Working at the Beach Chalet

“My job was taking his cartoons, the full size drawings on wrapping paper, and going over them with a thing called a ponce wheel — a tiny little wheel and a handle — like a gear cog with hundreds of little points on it. I went over every line with the ponce wheel. Then we stuck it on the wall and went over it with a ponce bag. And you ponced every line. This transferred the drawing on the wall as a series of little dots.

“Normally on this type of mural there are three stages: the rough coat which is the roughest possible plaster, with sand and horsehair in it. Then there is a soft coat that goes on top of that, which is plastered and marble dust. And than finally the finish coat goes on, which is plaster and marble dust.

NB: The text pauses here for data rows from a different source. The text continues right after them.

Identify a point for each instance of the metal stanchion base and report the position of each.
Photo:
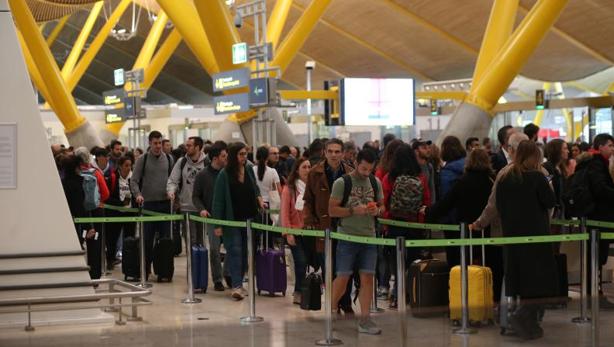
(331, 342)
(464, 331)
(376, 310)
(581, 320)
(249, 320)
(191, 301)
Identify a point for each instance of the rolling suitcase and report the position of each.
(200, 268)
(311, 292)
(130, 259)
(480, 291)
(164, 256)
(428, 287)
(271, 270)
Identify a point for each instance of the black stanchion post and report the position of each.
(252, 318)
(464, 329)
(143, 283)
(595, 287)
(328, 294)
(401, 290)
(190, 299)
(583, 318)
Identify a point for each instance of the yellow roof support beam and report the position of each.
(96, 44)
(33, 70)
(514, 54)
(56, 30)
(219, 27)
(77, 47)
(183, 15)
(498, 30)
(64, 103)
(430, 26)
(413, 71)
(299, 32)
(580, 45)
(277, 21)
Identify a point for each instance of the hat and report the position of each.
(420, 142)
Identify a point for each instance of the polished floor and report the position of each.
(215, 322)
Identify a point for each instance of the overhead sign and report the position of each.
(232, 79)
(231, 103)
(239, 53)
(118, 76)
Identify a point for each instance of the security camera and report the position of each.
(238, 20)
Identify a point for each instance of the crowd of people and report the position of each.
(513, 191)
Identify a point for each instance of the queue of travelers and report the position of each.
(514, 191)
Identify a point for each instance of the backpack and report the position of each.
(170, 168)
(90, 190)
(406, 197)
(577, 197)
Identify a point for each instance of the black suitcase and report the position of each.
(130, 259)
(164, 259)
(311, 292)
(428, 287)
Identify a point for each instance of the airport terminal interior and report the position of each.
(307, 172)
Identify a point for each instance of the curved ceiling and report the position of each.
(423, 39)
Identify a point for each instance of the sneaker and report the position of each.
(244, 291)
(237, 294)
(382, 292)
(369, 327)
(297, 298)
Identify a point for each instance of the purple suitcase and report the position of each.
(271, 271)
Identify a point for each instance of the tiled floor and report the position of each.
(215, 322)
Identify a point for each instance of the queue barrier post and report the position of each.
(328, 340)
(583, 318)
(252, 318)
(595, 287)
(464, 329)
(190, 299)
(143, 283)
(401, 290)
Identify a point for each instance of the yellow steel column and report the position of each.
(65, 106)
(33, 70)
(161, 58)
(144, 57)
(96, 44)
(498, 30)
(299, 33)
(539, 115)
(513, 55)
(56, 31)
(277, 21)
(220, 29)
(77, 48)
(183, 15)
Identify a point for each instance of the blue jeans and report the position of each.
(300, 263)
(235, 241)
(352, 256)
(153, 228)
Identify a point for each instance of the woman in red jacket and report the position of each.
(410, 187)
(292, 217)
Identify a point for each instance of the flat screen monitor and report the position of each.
(378, 101)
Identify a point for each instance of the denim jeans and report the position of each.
(153, 228)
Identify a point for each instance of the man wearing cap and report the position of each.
(422, 149)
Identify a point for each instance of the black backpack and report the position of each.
(577, 197)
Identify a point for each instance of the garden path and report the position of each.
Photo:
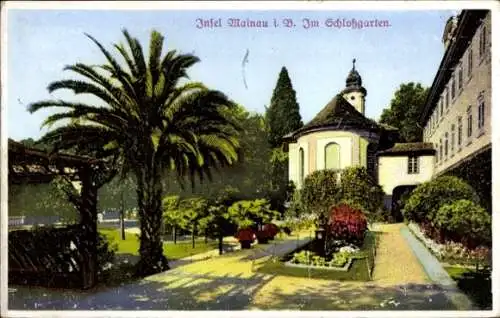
(395, 262)
(228, 282)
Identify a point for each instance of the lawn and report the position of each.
(476, 284)
(360, 270)
(173, 251)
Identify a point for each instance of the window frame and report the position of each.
(469, 122)
(470, 62)
(480, 112)
(459, 131)
(413, 165)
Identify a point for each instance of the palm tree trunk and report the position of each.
(122, 217)
(149, 192)
(221, 238)
(192, 234)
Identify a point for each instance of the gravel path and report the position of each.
(228, 282)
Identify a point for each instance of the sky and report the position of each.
(41, 42)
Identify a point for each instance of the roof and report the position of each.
(338, 114)
(468, 22)
(401, 149)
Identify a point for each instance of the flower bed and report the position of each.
(452, 252)
(345, 264)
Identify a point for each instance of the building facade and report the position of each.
(455, 120)
(457, 114)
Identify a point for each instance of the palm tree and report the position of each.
(148, 123)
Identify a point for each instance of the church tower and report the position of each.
(354, 92)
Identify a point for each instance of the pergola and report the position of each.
(34, 166)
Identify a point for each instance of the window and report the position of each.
(482, 42)
(452, 144)
(480, 112)
(440, 149)
(459, 137)
(301, 165)
(460, 78)
(452, 88)
(412, 165)
(371, 159)
(446, 145)
(470, 63)
(332, 156)
(441, 106)
(469, 122)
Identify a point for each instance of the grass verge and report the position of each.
(360, 270)
(476, 284)
(173, 251)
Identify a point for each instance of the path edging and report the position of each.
(438, 275)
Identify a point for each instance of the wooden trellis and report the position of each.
(75, 259)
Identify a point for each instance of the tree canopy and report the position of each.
(148, 121)
(283, 113)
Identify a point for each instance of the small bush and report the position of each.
(272, 229)
(428, 197)
(347, 224)
(245, 235)
(465, 222)
(360, 189)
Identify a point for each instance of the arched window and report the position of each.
(371, 159)
(332, 156)
(301, 165)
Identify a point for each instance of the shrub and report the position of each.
(360, 189)
(347, 224)
(272, 229)
(465, 222)
(319, 192)
(428, 197)
(245, 235)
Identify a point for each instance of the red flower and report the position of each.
(347, 223)
(272, 229)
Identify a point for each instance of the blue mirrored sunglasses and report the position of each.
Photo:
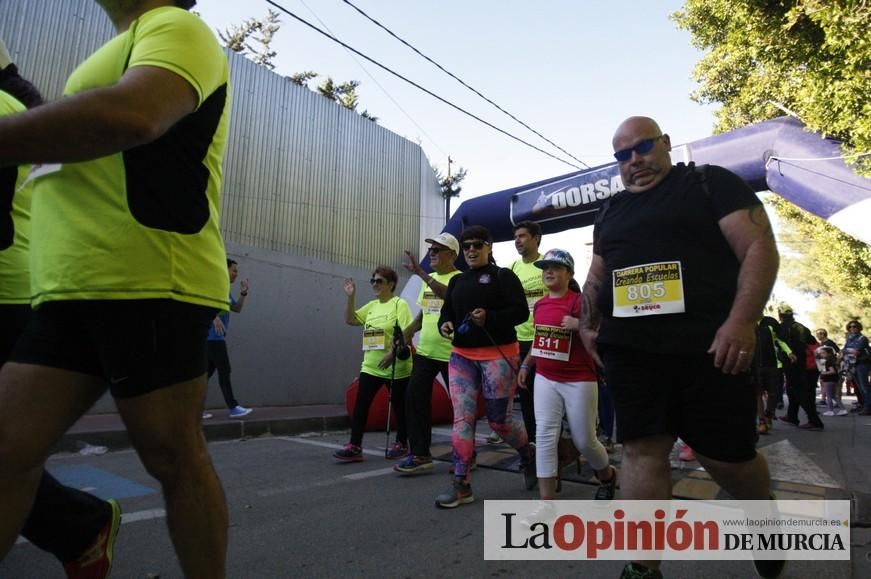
(641, 148)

“You put on the rough coat, then you put on the scratch coat. Then you ponce the design on the scratch coat. Then you put on the finish coat only in what can be finished in 4 or 5 hours. You put this on, and you try to follow exactly the lines that are there. Then you ponce back on to this finish coat the drawing so that the artist can come back and put on the color. The colors that are put on are the pigments mixed with distilled water. The pigments are absorbed into the lime putty — the lime plaster. Then when it converts itself to limestone by absorbing carbon dioxide it becomes an integral part — literally — he rock on the wall.

“The pigments have to be lime resistant. And the palette is relatively limited. It’s dreadfully complex. Once this final coat has dried you can’t do anything with it. It’s finished. You basically do what you can do in one day.”

“Lucian Labaudt was there all the time. He would come in and do the final work... Sometimes he would say ‘This is getting dry, put in a bunch of sky color up in here.’ You put in his sky color and you learn his brush technique — kind of hatching, overlapping strips.”

“Fresco isn’t the best in terms of permanence. One it is a classical technique.”

Commenting on the alleged arrogance of Labaudt: “If I had been him I would have done exactly the same thing. This was his word, he would sign it, he was commissioned to do the mural, and by God it was not a committee effort.

One of the figures at the BC had six fingers (as a joke). “He knew it.”

“He did what he was commissioned to do. They’re bland, innocuous, nice, decorative. I’m not being perjorative is saying this. He was doing things that were not going to offend (as opposed to some of his contemporaries) including Diego Rivera and SF muralist Victor Arnautoff (Rincon Annex post office).”

'30 ChevyWhile working at that Beach Chalet: “Young ladies would hang around. Guys would take them out in cars. I had a 1930 Chevrolet then. I painted the body a very delicate, lovely gray. It had black fenders and orange wheels. It was a 4-cylinder Chevy — a two-door coupe. I had stolen from somewhere a Packard Swan radiator cap. I think I paid $50 for the thing.”

He was living in the Monkey Block (noted Montgomery Street building) in the the late ’30s, with his girlfriend. He ate at the Iron Pot right across the street and had a choice of either their 35 or 50 cent dinner. “We used to have the 50 cent dinner and have nothing else for the rest of the day.” There were all artist apartments, about 30, in the Monkey Block, he said.